How to practice detachment in relationships
Are you feeling frustrated because your partner’s, your friends’ or even your family members’ behaviours are affecting you emotionally? That’s a pretty valid feeling. However, when it gets too much, you must feel like you don’t want to be that bothered by someone else. Detachment is necessary when you constantly feel drained after hanging out with them or after talking to them. Here are some things to keep in mind while detaching from a relationship.
- 1. Take some feedback from your friends or your therapist regarding the person who is draining you. The people around you usually see more than you do. Ask them if they’ve been noticing this change in you or this draining of your energy.
- 2. Recognize what aspects of the relationship are making you feel drained. Is it because they give you no space of your own? Is it because they overindulge or maybe do not indulge in your interests at all? Is it because you feel like your values don’t align anymore? Or maybe you’re growing in different ways which doesn’t make you feel compatible anymore? Knowing the base reason is very important so as to see the severity of it.
- 3. See if you can redefine the boundaries. Have an open communication with them and tell them how you’ve been feeling. Tell them the instances that made you feel drained and if they’re willing to be considerate about your feelings so you don’t feel that drained.
- 4. Don’t look at them from a subjective lens. A lot of times we trauma-bond with people, which leads us to feel everything they’re feeling and we associate their emotions and experiences to them. Remove that lens. See them objectively and see if you’re even compatible with them. Also remember you can still be affectionate with them without entwining them with their traumas and in turn yours.
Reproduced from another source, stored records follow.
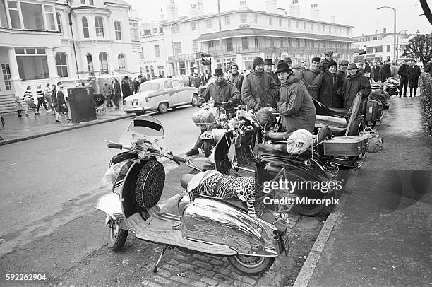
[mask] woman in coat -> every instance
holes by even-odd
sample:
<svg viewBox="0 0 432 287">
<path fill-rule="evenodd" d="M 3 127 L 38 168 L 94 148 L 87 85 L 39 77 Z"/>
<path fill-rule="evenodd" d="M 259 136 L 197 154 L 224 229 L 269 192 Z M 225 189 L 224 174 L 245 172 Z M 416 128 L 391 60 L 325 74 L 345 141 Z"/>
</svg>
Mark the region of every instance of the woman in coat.
<svg viewBox="0 0 432 287">
<path fill-rule="evenodd" d="M 342 78 L 336 73 L 337 64 L 330 61 L 324 71 L 315 78 L 311 87 L 312 97 L 328 107 L 342 107 Z"/>
</svg>

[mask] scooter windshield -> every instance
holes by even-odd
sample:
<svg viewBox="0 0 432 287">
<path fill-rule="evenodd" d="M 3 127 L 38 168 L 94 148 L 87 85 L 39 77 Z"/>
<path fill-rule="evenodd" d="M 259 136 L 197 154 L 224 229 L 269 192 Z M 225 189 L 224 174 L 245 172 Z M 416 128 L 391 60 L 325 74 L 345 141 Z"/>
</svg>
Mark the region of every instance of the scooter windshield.
<svg viewBox="0 0 432 287">
<path fill-rule="evenodd" d="M 153 117 L 144 115 L 133 119 L 120 136 L 120 143 L 133 146 L 140 139 L 151 143 L 155 148 L 166 148 L 164 127 Z"/>
</svg>

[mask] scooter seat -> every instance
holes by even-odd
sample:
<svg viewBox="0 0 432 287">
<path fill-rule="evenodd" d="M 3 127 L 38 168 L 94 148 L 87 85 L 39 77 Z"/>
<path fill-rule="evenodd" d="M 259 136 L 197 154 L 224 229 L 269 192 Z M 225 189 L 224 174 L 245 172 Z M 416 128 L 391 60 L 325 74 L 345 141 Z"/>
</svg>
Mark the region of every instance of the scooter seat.
<svg viewBox="0 0 432 287">
<path fill-rule="evenodd" d="M 284 141 L 288 139 L 291 134 L 287 131 L 283 132 L 274 132 L 274 131 L 266 131 L 265 139 L 268 141 Z"/>
<path fill-rule="evenodd" d="M 190 173 L 181 175 L 181 178 L 180 178 L 180 185 L 181 185 L 181 187 L 184 189 L 188 188 L 188 184 L 192 180 L 194 176 L 195 175 L 191 175 Z"/>
</svg>

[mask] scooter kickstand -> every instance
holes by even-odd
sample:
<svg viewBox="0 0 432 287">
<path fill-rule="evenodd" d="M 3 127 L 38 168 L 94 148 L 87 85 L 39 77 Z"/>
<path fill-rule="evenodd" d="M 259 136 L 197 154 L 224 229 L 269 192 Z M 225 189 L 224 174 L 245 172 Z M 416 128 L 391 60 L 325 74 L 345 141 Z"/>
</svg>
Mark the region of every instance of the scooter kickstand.
<svg viewBox="0 0 432 287">
<path fill-rule="evenodd" d="M 159 256 L 159 259 L 157 259 L 157 262 L 156 262 L 156 266 L 155 266 L 155 269 L 153 269 L 153 273 L 157 273 L 157 266 L 159 266 L 159 263 L 160 262 L 160 259 L 162 259 L 162 257 L 164 255 L 164 253 L 165 253 L 165 251 L 167 251 L 167 245 L 164 244 L 164 247 L 162 247 L 162 251 L 160 252 L 160 255 Z"/>
</svg>

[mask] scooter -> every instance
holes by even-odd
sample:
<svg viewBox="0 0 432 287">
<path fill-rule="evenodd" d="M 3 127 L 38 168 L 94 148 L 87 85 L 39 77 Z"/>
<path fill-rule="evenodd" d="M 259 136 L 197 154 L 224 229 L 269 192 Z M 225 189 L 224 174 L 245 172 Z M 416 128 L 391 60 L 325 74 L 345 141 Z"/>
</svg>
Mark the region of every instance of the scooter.
<svg viewBox="0 0 432 287">
<path fill-rule="evenodd" d="M 144 115 L 132 121 L 119 143 L 108 144 L 109 148 L 128 151 L 112 159 L 104 178 L 112 183 L 112 192 L 100 197 L 95 206 L 106 213 L 109 247 L 120 250 L 128 231 L 132 231 L 138 239 L 163 246 L 154 272 L 168 247 L 226 256 L 235 270 L 246 275 L 265 272 L 277 256 L 289 250 L 287 229 L 272 224 L 276 221 L 251 216 L 244 201 L 212 196 L 200 182 L 198 186 L 206 194 L 194 192 L 189 184 L 191 180 L 196 184 L 194 175 L 185 175 L 181 180 L 184 192 L 177 204 L 179 215 L 165 213 L 157 206 L 165 172 L 157 157 L 179 164 L 185 162 L 167 152 L 164 139 L 160 122 Z M 253 184 L 253 181 L 236 178 L 228 179 L 236 190 Z"/>
</svg>

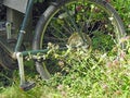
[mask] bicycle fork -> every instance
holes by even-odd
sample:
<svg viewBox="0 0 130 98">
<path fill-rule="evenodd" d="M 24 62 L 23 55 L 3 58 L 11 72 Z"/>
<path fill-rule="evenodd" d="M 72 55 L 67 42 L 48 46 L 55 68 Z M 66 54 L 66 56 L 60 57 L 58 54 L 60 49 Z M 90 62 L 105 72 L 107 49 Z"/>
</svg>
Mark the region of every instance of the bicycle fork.
<svg viewBox="0 0 130 98">
<path fill-rule="evenodd" d="M 35 87 L 35 83 L 34 82 L 26 82 L 25 81 L 24 60 L 23 60 L 22 52 L 17 52 L 16 53 L 16 59 L 17 59 L 17 62 L 18 62 L 20 78 L 21 78 L 21 85 L 20 85 L 20 87 L 23 90 L 26 91 L 26 90 L 31 89 L 32 87 Z"/>
</svg>

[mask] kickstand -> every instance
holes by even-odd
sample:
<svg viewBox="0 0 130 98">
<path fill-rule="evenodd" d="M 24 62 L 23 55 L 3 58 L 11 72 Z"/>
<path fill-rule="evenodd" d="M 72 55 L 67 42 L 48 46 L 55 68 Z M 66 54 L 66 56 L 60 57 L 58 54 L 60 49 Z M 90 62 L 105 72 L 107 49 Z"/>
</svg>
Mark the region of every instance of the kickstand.
<svg viewBox="0 0 130 98">
<path fill-rule="evenodd" d="M 18 70 L 20 70 L 20 78 L 21 78 L 21 85 L 20 87 L 23 90 L 28 90 L 32 87 L 35 87 L 34 82 L 26 82 L 25 81 L 25 74 L 24 74 L 24 60 L 23 60 L 23 54 L 22 52 L 16 53 L 17 62 L 18 62 Z"/>
</svg>

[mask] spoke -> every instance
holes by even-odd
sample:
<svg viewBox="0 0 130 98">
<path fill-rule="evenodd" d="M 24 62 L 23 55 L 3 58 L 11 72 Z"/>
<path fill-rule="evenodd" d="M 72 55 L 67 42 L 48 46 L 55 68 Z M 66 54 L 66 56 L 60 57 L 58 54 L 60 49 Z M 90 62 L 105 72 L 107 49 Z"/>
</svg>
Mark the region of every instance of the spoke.
<svg viewBox="0 0 130 98">
<path fill-rule="evenodd" d="M 60 36 L 60 34 L 61 35 L 63 35 L 64 37 L 66 37 L 67 38 L 67 36 L 63 33 L 63 32 L 61 32 L 57 27 L 55 27 L 53 24 L 51 24 L 51 27 L 53 27 L 56 32 L 55 33 L 52 33 L 52 35 L 54 36 L 54 37 L 56 37 L 56 38 L 58 38 Z M 60 34 L 58 34 L 60 33 Z"/>
</svg>

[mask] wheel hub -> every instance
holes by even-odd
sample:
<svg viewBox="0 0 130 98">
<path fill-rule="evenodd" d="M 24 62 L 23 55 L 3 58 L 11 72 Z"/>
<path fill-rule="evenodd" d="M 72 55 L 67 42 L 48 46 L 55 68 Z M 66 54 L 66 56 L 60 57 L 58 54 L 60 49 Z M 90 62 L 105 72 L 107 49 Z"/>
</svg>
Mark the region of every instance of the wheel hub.
<svg viewBox="0 0 130 98">
<path fill-rule="evenodd" d="M 82 38 L 81 38 L 82 36 Z M 78 33 L 74 33 L 67 40 L 68 47 L 90 49 L 92 47 L 91 38 L 82 33 L 81 36 Z"/>
</svg>

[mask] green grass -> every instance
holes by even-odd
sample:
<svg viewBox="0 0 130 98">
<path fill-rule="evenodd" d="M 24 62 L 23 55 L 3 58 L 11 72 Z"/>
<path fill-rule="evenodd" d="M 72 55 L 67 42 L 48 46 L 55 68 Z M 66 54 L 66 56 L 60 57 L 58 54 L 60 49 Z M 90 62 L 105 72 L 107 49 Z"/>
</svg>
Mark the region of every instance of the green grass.
<svg viewBox="0 0 130 98">
<path fill-rule="evenodd" d="M 11 86 L 0 88 L 0 98 L 129 98 L 130 97 L 130 41 L 126 51 L 116 56 L 86 51 L 58 54 L 49 53 L 58 70 L 50 81 L 41 81 L 36 73 L 27 78 L 37 83 L 36 87 L 23 91 L 18 88 L 15 72 Z M 74 58 L 75 57 L 75 58 Z M 48 63 L 47 65 L 49 65 Z M 51 63 L 52 64 L 52 63 Z M 34 70 L 30 70 L 32 72 Z"/>
<path fill-rule="evenodd" d="M 130 33 L 130 2 L 115 0 L 115 5 L 122 21 L 127 34 Z M 36 87 L 23 91 L 20 89 L 18 72 L 10 77 L 8 72 L 0 74 L 0 98 L 130 98 L 130 39 L 127 40 L 125 51 L 120 50 L 119 59 L 109 51 L 48 56 L 58 70 L 50 81 L 41 81 L 34 66 L 27 70 L 26 78 L 37 83 Z M 75 57 L 75 58 L 74 58 Z M 31 63 L 32 64 L 32 63 Z M 29 71 L 29 72 L 28 72 Z"/>
</svg>

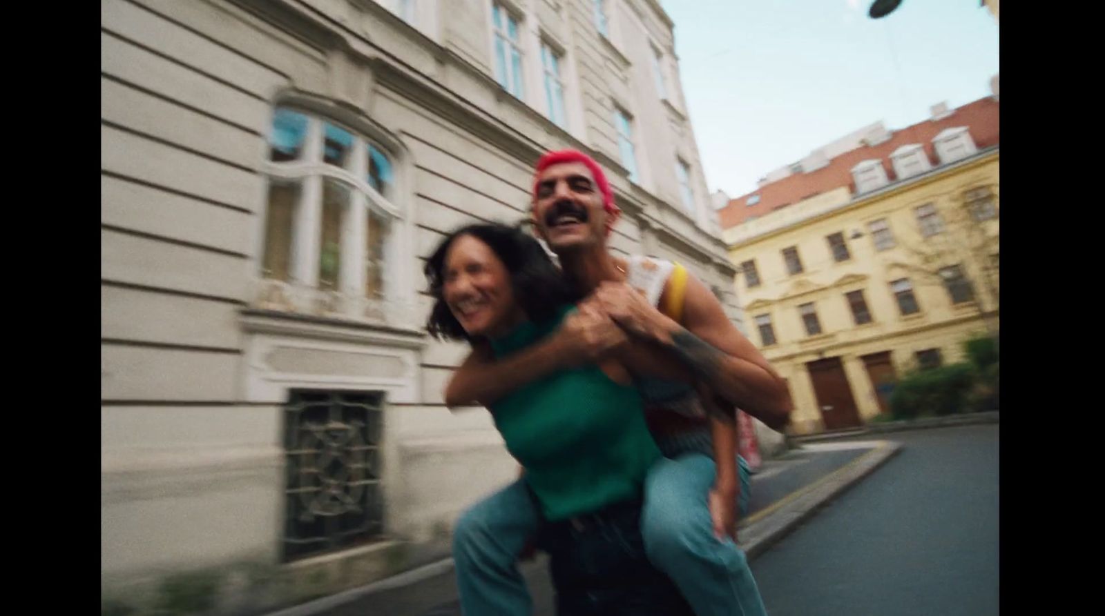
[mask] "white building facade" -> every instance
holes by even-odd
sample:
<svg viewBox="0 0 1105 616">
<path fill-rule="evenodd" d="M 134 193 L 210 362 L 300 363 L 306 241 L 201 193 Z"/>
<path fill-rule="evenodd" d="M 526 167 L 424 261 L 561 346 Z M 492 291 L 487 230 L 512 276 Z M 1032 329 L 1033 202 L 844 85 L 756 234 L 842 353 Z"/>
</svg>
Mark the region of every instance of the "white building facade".
<svg viewBox="0 0 1105 616">
<path fill-rule="evenodd" d="M 101 7 L 113 608 L 260 613 L 448 550 L 516 467 L 442 404 L 466 349 L 424 332 L 423 261 L 523 219 L 548 149 L 606 168 L 614 251 L 745 329 L 655 0 Z"/>
</svg>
- 5. Have boundaries on topics which are uncomfortable for you. This is something you can control. Say no when asked intrusive questions and tell them to stop.
Conclusion
We can say that emotional detachment is not all good and not all bad. If balanced and used correctly, it can save us so much of our peace of mind. But if used in the wrong way, it can leave us feeling numb. So it’s important to always feel your emotions. Emotions inherently aren’t bad, but their dysregulation is. Detaching yourself emotionally will take time and consistent efforts, but the peace it brings is completely worth it.